7. How to Read the Rest of the Part Beginner

You now have the index card. A one-word verb for each family fixes the order in memory: compress (VAE), contest (GAN), invert (flow), chain (autoregressive), denoise (diffusion); each verb is the route that family takes from a code or from noise to a finished sample. The remaining chapters of Part IV each take one box on this map and open it: Chapter 31 the VAE, Chapter 32 the GAN, Chapter 33 diffusion, with flows and autoregressive models appearing where the story needs them. Two pieces of machinery, the latent space and the score, are shared across boxes and deserve their own treatment before we specialize. The next two sections supply them: Section 30.3 develops the latent variable that the VAE, GAN, and latent-diffusion families all rely on, and Section 30.4 develops the energy and score view that becomes diffusion.

Exercise 30.2.1: Place the Paper Conceptual

For each described system, name the family (or hybrid) it belongs to and the single sentence in this section that justifies your choice: (a) a model that adds noise over 1000 steps and trains a U-Net to predict that noise, (b) a model with an encoder and a decoder trained to maximize a lower bound on likelihood, (c) a model that runs a diffusion process inside a learned compressed latent, (d) a model in which a generator is trained only by gradients from a network that distinguishes real from fake, (e) a model that predicts the next image token given all previous tokens with self-attention.

Exercise 30.2.2: Measure the Speed Gap Coding

Using the sampling-signature pseudocode as a template, write two real functions in PyTorch: one that samples a $D$-dimensional vector autoregressively (loop with a trivial linear "model") and one that samples it with a fixed number of diffusion-style reverse steps. Time both for $D = 4096$ and step counts of 25, 50, and 250. Plot wall-clock against the number of passes and confirm the linear relationship. Write one sentence relating your plot to the "Sampling speed" column of Table 30.2.1.

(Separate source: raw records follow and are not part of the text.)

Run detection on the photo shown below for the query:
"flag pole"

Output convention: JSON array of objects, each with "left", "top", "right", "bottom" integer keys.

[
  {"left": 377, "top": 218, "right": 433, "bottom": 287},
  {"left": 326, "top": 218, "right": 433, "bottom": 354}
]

Exercise 30.2.3: Which Trade Would You Make? Analysis

Pick one of these three deployment settings and argue, in a short paragraph, which family you would start from and which corner of the trilemma you would sacrifice: (a) generating synthetic training data to augment a rare-class detector (recall the data-engine idea you will meet in Chapter 37), (b) a creative tool where artists wait happily for a few seconds per image but demand maximum fidelity, (c) a real-time video filter at 30 frames per second. Reference Table 30.2.1 explicitly and name the specific weakness your choice accepts.